The generalized Fermat equation with exponents 2, 3, n

Abstract: We study the Generalized Fermat Equation $x^2 + y^3 = z^p$, to be solved in coprime integers, where $p \ge 7$ is prime. Using modularity and level lowering techniques, the problem can be reduced to the determination of the sets of rational points satisfying certain 2-adic and 3-adic conditions on a finite set of twists of the modular curve $X(p)$. We first develop new local criteria to decide if two elliptic curves with certain types of potentially good reduction at 2 and 3 can have symplectically or anti-symplectically isomorphic $p$-torsion modules. Using these criteria we produce the minimal list of twists of $X(p)$ that have to be considered, based on local information at 2 and 3; this list depends on $p \bmod 24$. Recent results on mod $p$ representations with image in the normalizer of a split Cartan subgroup allow us to reduce the list further in some cases.
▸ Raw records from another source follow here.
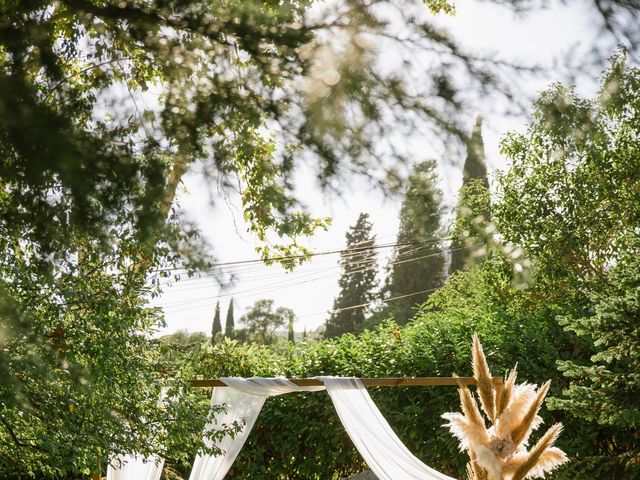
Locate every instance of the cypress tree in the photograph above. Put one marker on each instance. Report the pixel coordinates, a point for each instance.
(473, 204)
(357, 282)
(229, 322)
(216, 328)
(291, 332)
(418, 261)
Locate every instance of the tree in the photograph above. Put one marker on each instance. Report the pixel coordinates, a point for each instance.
(569, 197)
(263, 321)
(88, 183)
(291, 334)
(605, 387)
(570, 202)
(473, 209)
(357, 281)
(229, 322)
(417, 268)
(216, 327)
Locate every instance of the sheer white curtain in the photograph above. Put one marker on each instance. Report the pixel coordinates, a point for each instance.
(134, 467)
(372, 435)
(243, 399)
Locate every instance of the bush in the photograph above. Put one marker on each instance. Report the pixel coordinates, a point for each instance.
(299, 435)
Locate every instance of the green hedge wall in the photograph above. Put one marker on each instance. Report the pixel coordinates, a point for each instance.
(298, 436)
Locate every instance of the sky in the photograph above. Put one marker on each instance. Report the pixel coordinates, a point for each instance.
(540, 38)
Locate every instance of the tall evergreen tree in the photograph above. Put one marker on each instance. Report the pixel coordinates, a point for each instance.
(216, 328)
(473, 207)
(290, 331)
(229, 322)
(358, 279)
(417, 267)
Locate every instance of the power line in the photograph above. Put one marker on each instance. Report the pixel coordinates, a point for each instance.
(348, 251)
(284, 285)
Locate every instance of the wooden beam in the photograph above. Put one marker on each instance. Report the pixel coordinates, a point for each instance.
(371, 382)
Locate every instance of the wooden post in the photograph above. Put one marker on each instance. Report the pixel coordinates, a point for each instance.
(369, 382)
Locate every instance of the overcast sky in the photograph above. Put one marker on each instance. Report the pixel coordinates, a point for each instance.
(540, 37)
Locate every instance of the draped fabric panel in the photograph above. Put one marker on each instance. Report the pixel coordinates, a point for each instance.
(372, 435)
(135, 467)
(244, 399)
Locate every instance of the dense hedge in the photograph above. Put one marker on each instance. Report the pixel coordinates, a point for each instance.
(298, 436)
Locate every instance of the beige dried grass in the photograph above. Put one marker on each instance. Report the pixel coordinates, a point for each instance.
(521, 431)
(538, 461)
(499, 453)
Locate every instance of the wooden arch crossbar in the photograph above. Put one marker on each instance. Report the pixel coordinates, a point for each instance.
(372, 382)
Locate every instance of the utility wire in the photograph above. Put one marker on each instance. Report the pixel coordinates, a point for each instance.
(297, 257)
(281, 286)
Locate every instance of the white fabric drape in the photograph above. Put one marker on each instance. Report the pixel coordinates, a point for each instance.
(130, 467)
(372, 435)
(244, 400)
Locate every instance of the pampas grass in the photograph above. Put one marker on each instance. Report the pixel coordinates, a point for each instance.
(500, 452)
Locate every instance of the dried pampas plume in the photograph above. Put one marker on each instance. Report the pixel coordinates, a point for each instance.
(500, 451)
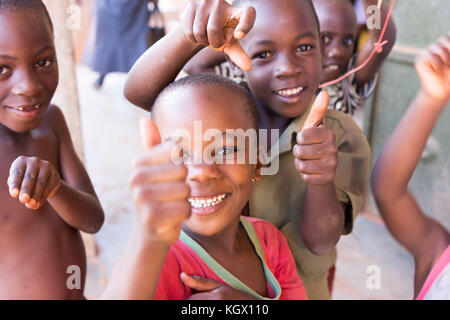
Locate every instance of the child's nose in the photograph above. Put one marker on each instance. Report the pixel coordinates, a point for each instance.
(203, 173)
(334, 51)
(287, 66)
(27, 84)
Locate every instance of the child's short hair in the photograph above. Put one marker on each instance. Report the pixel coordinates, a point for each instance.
(240, 3)
(211, 79)
(16, 5)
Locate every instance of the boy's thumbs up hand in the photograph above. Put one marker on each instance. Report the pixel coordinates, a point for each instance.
(217, 24)
(159, 188)
(318, 111)
(316, 152)
(433, 67)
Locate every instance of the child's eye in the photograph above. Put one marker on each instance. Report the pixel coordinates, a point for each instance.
(348, 42)
(4, 70)
(44, 63)
(263, 55)
(304, 47)
(226, 151)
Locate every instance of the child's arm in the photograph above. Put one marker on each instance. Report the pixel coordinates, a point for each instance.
(322, 218)
(206, 23)
(422, 236)
(161, 198)
(367, 73)
(70, 192)
(204, 61)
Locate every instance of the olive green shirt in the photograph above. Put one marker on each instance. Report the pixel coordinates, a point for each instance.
(279, 198)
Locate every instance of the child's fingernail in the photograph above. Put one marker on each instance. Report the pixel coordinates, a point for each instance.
(14, 192)
(239, 35)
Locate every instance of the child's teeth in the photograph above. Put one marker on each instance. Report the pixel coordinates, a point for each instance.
(203, 203)
(290, 92)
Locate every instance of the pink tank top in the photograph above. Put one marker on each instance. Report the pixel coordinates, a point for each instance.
(437, 285)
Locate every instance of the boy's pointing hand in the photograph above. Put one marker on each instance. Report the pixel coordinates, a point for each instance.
(316, 152)
(159, 188)
(217, 24)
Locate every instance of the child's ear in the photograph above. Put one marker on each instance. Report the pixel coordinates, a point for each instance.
(322, 44)
(258, 176)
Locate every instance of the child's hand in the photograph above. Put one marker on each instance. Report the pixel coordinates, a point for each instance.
(212, 290)
(217, 24)
(433, 67)
(33, 181)
(159, 188)
(316, 152)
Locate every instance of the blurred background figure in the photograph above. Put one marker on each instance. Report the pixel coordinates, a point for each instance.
(117, 36)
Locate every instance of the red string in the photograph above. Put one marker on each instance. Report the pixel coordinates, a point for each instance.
(378, 48)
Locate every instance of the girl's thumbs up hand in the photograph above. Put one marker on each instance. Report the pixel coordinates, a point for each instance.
(217, 24)
(159, 188)
(316, 152)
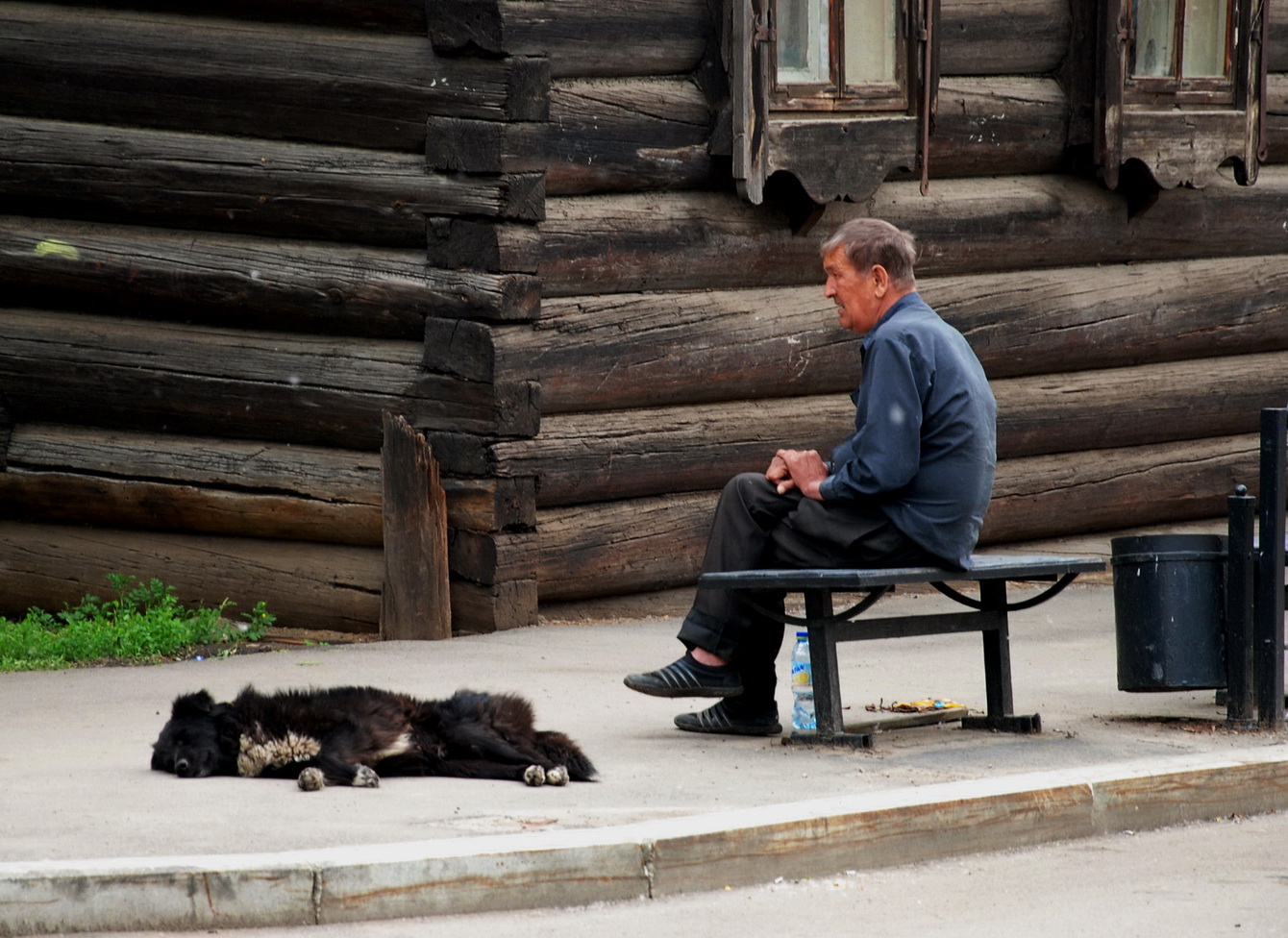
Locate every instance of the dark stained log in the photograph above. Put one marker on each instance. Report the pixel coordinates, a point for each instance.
(223, 486)
(630, 242)
(605, 136)
(150, 177)
(1003, 37)
(493, 608)
(582, 37)
(630, 351)
(251, 385)
(413, 602)
(223, 76)
(657, 543)
(1276, 120)
(582, 457)
(317, 287)
(80, 499)
(392, 15)
(621, 547)
(1276, 46)
(473, 245)
(304, 585)
(999, 127)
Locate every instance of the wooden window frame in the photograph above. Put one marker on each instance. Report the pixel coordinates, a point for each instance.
(837, 95)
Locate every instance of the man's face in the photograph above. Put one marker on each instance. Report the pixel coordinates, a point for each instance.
(856, 295)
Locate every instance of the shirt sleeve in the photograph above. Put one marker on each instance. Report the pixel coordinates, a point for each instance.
(883, 453)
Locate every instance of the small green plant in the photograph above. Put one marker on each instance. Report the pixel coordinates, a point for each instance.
(143, 621)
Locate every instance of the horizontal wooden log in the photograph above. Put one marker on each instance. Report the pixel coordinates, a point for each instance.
(393, 15)
(249, 385)
(304, 585)
(1003, 37)
(317, 287)
(667, 37)
(492, 608)
(650, 544)
(150, 177)
(630, 351)
(362, 89)
(632, 242)
(582, 457)
(75, 475)
(586, 37)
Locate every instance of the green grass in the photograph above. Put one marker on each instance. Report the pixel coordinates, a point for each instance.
(143, 623)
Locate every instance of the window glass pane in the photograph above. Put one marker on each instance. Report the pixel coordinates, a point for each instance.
(1152, 54)
(803, 48)
(871, 37)
(1205, 23)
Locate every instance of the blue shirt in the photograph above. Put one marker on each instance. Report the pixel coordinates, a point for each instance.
(925, 432)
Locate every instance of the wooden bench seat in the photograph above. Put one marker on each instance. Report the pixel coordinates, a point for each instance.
(987, 615)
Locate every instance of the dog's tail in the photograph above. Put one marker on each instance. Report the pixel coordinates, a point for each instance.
(563, 752)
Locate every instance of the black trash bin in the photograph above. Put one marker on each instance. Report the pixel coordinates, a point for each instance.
(1170, 611)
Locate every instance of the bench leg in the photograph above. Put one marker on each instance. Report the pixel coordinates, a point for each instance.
(827, 680)
(997, 668)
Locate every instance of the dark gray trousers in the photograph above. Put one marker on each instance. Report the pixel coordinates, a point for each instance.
(754, 529)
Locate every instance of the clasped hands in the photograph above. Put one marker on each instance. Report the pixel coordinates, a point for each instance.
(800, 469)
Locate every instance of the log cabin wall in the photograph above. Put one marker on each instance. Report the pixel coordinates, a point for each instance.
(212, 254)
(682, 333)
(228, 244)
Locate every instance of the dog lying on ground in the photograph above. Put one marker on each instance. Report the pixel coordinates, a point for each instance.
(355, 734)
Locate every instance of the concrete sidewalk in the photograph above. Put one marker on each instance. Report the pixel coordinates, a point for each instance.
(94, 840)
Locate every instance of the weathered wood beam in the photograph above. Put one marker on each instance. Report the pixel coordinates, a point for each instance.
(413, 601)
(582, 457)
(585, 37)
(112, 479)
(251, 385)
(624, 244)
(657, 543)
(652, 135)
(674, 348)
(227, 280)
(304, 585)
(393, 15)
(304, 83)
(263, 187)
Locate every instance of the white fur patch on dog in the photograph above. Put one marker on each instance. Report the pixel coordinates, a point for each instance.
(258, 753)
(398, 746)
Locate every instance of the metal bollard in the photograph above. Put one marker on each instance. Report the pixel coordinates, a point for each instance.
(1241, 566)
(1269, 616)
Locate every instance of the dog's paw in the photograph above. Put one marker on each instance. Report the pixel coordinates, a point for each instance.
(310, 779)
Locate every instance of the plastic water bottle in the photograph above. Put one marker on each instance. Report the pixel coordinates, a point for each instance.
(803, 684)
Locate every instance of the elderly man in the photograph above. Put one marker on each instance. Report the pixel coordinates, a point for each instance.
(909, 486)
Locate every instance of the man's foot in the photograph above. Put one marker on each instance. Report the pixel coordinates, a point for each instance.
(688, 678)
(723, 718)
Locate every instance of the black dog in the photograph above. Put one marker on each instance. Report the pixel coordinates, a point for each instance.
(355, 734)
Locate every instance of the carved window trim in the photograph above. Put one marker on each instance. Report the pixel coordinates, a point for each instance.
(834, 143)
(1180, 129)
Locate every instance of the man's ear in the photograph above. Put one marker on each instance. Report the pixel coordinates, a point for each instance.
(879, 281)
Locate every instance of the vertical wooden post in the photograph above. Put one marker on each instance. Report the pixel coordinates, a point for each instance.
(413, 604)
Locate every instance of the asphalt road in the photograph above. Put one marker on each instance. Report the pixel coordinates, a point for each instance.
(1221, 877)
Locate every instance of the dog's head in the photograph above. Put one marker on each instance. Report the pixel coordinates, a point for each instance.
(189, 742)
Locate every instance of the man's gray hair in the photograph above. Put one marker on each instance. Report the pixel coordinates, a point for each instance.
(868, 241)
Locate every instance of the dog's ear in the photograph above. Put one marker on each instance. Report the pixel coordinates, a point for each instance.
(199, 704)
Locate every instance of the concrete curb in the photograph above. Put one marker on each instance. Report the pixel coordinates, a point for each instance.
(643, 859)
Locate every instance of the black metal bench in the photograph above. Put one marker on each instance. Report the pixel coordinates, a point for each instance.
(987, 615)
Our second main result is the complete solution of the equation when $p = 11$, which previously was the smallest unresolved $p$. One relevant new ingredient is the use of the `Selmer group Chabauty' method introduced by the third author in recent work, applied in an Elliptic Curve Chabauty context, to determine relevant points on $X_0(11)$ defined over certain number fields of degree 12. This result is conditional on GRH, which is needed to show correctness of the computation of the class groups of five specific number fields of degree 36. We also give some partial results for the case $p = 13$.